Afhankelijk van het aanbod van uw zorgverzekeraar kunt u kiezen voor geen eigen risico of een eigen risico van 100, 200, 300, 400 of 500 euro. Met een eigen risico moet u de eerste 100 tot 500 euro van de zorgkosten zelf betalen. Daar staat tegenover dat u minder premie betaalt. 

*Soort polis -* U kunt kiezen tussen twee hoofdvormen of een mix daarvan.
_Naturapolis:_ komt overeen met de werking van het huidige ziekenfonds. Uw zorg-verzekeraar sluit voor zijn verzekerden voldoende contracten met zorgaanbieders (zoals ziekenhuizen) om u de verzekerde zorg te leveren. De zorgverzekeraar betaalt de rekening rechtstreeks aan de zorgaanbieder. U kunt naar alle zorgaanbieders gaan waarmee de zorgverzekeraar voor deze polisvorm een contract heeft gesloten. Wilt u toch naar een zorgaanbieder waar uw zorgverzekeraar geen contract mee heeft gesloten, dan krijgt u mogelijk niet alle kosten vergoed. 
_Restitutiepolis:_ komt overeen met de werking van de meeste huidige particuliere verzekeringen. Hierbij kunt u zelf uw zorgaanbieder kiezen, maar moet u in principe de rekening van de zorgaanbieder eerst zelf betalen voordat u de kosten door uw zorgverzekeraar vergoed krijgt. De zorgverzekeraar en de zorgaanbieder kunnen wel afspreken dat de zorgverzekeraar de rekening betaalt. 

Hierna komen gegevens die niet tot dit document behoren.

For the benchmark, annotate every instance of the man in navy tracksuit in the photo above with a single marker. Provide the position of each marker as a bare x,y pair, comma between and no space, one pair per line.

Bron: http://www.denieuwezorgverzekering.n...elijkheden.htm

----------


## Aart

Heel mooi dat dit bericht erop staat. 
Veel mensen weten niet precies wat op hun af komt.

Het wordt nu mogelijk gemaakt om te wisselen van zorgverzekeraar.
Je kunt hier een kostenvoordeel mee op doen. Dit voordeel krijg je goed voor elkaar bij een collectieve overeenkomst houdt dat hoe meer mensen meedoen hoe groter de korting kan worden. Op de basisverzekering tot wel 10%.

Op www.independer.nl kun je je aanmelden voor collectiviteit zij proberen dan de beste prijs te bedingen. Tot op heden zijn er al 240.000 aanmeldingen.
Op deze site kun je ook goed de diverse verzekeraars met elkaar gaan vergelijken wat ze bieden en wat de kosten zijn.

Ik hoop jullie hiermee weer iets meer informatie te hebben gegeven.

Met vriendelijke groet,
Aart

----------


## Nora

Je kunt nog steeds veranderen van zorgverzekeraar. Zie de website van de consumentenbond en dan kun je kijken welke voordelig is. Je komt er via dit forum bij de links.

----------